The big picture is that legislators have made many of these harm reduction programs inoperable. Many of the programs that provided life-saving resources, such as naloxone for treating overdoses or sterile syringes to prevent transmission of HIV and HCV, are now illegal unless they are linked to some kind of health care delivery system. Harm reduction has its roots in the community and not in traditional healthcare settings. In the absence of widely available SSPs, the work we propose will become even more important until the new policies are reversed. Harm reduction and SSPs provide many effective tools we have to prevent the adverse consequences of drug injection. In the absence of these tools, we’ve lost a major phalanx in helping people who inject drugs remain safe. Our new grant is like giving with one hand but the reduction in SSPs is like taking away with the other.
How will this research help address the opioid epidemic in other parts of the country?
The recent expansion of Medicaid was designed to strengthen primary care clinics. The long-term implication of our project is that it will provide a framework and toolkit so that many counties identified as vulnerable to HIV and HCV outbreaks will potentially have a framework to better integrate services where there were none previously. If our study is as successful as proposed, then it will have a great likelihood of being adopted by other places around the country that are also highly vulnerable. The CDC identified 220 counties around the country that are vulnerable to HIV and hepatitis C outbreaks. Being able to use the tools we’ve created in West Virginia should be easily adapted to many other similar settings and serve as a model for elsewhere.
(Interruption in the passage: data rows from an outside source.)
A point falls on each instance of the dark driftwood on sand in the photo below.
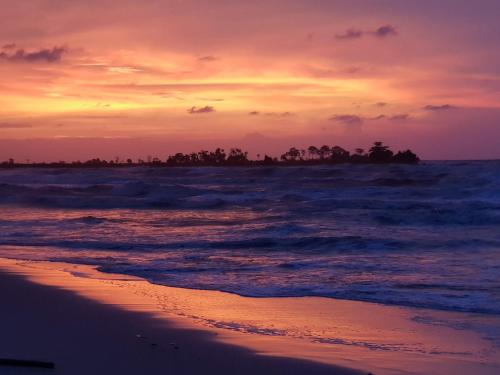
(25, 363)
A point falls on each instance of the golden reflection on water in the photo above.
(325, 330)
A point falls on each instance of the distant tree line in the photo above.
(377, 154)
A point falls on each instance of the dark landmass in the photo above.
(378, 154)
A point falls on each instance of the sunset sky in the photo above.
(124, 78)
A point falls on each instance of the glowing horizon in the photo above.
(189, 74)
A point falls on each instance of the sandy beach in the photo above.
(84, 336)
(86, 322)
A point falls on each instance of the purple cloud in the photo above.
(350, 34)
(400, 117)
(9, 125)
(443, 107)
(381, 32)
(208, 58)
(347, 119)
(385, 31)
(44, 55)
(197, 111)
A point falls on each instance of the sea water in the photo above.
(423, 235)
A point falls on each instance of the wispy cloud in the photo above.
(380, 32)
(201, 110)
(350, 34)
(347, 119)
(272, 114)
(43, 55)
(400, 117)
(208, 58)
(9, 125)
(443, 107)
(385, 31)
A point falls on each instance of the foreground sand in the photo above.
(88, 322)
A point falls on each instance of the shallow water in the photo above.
(425, 235)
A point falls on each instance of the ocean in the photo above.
(423, 235)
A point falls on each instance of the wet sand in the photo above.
(91, 322)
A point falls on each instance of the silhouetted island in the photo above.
(378, 154)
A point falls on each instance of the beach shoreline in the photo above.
(149, 322)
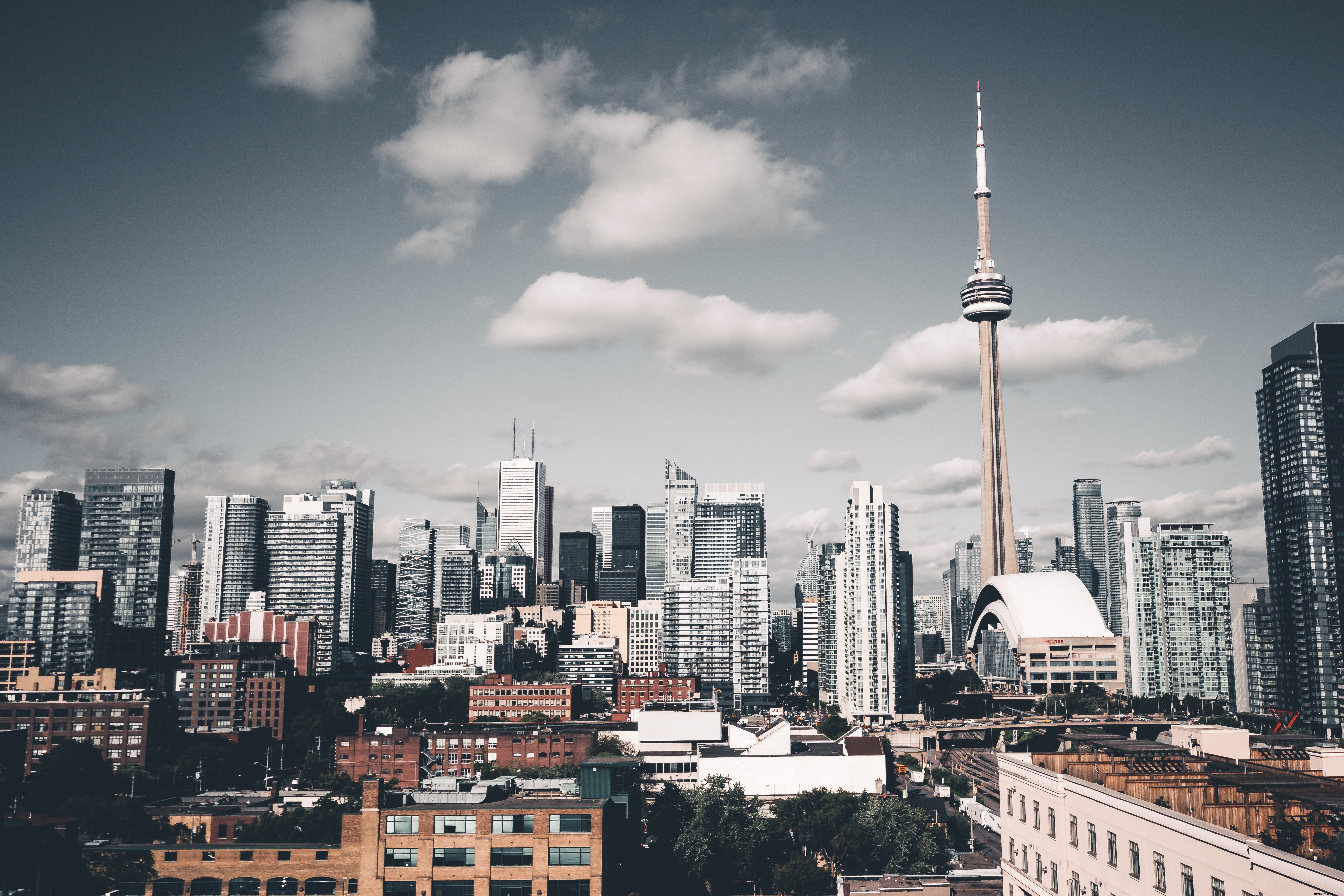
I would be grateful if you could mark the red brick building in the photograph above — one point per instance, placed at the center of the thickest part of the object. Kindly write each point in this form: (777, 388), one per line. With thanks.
(384, 753)
(636, 691)
(502, 698)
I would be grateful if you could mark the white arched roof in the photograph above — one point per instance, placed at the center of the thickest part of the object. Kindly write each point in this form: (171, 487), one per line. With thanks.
(1038, 605)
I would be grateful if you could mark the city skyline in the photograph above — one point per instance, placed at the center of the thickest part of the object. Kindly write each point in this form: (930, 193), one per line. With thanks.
(846, 346)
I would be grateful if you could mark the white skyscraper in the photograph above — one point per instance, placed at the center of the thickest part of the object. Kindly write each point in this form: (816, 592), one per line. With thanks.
(875, 613)
(682, 496)
(603, 534)
(523, 507)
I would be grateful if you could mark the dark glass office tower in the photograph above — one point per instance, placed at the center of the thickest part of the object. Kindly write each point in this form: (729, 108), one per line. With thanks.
(128, 532)
(579, 565)
(1302, 435)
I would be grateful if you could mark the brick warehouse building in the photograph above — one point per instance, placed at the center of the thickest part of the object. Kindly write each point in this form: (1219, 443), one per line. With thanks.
(521, 845)
(499, 696)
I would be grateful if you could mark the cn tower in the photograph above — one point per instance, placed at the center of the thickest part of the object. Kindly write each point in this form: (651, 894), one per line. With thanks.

How will this research change lives?
The opioid crisis greatly impacts more than the individual – it also a crisis in the way it disrupts families. It affects parents, siblings, relationships, and children. A child, for example, who is growing up in a household with a family member with an opioid use disorder is at substantially higher risk of developing a substance use disorder. If primary care clinicians can disrupt this cycle by treating the opioid use disorder with highly effective medications, it has a high likelihood of helping families. If we don’t address this quickly, we run the risk of losing a generation or two unless we address it more like the crisis it is.
What are you looking forward to the most about this project?
There are too many things to select just one, but important to me personally is that I was born in and have family in West Virginia. Though I left a long time ago, I do look forward to going back my roots and hopefully contributing something positive.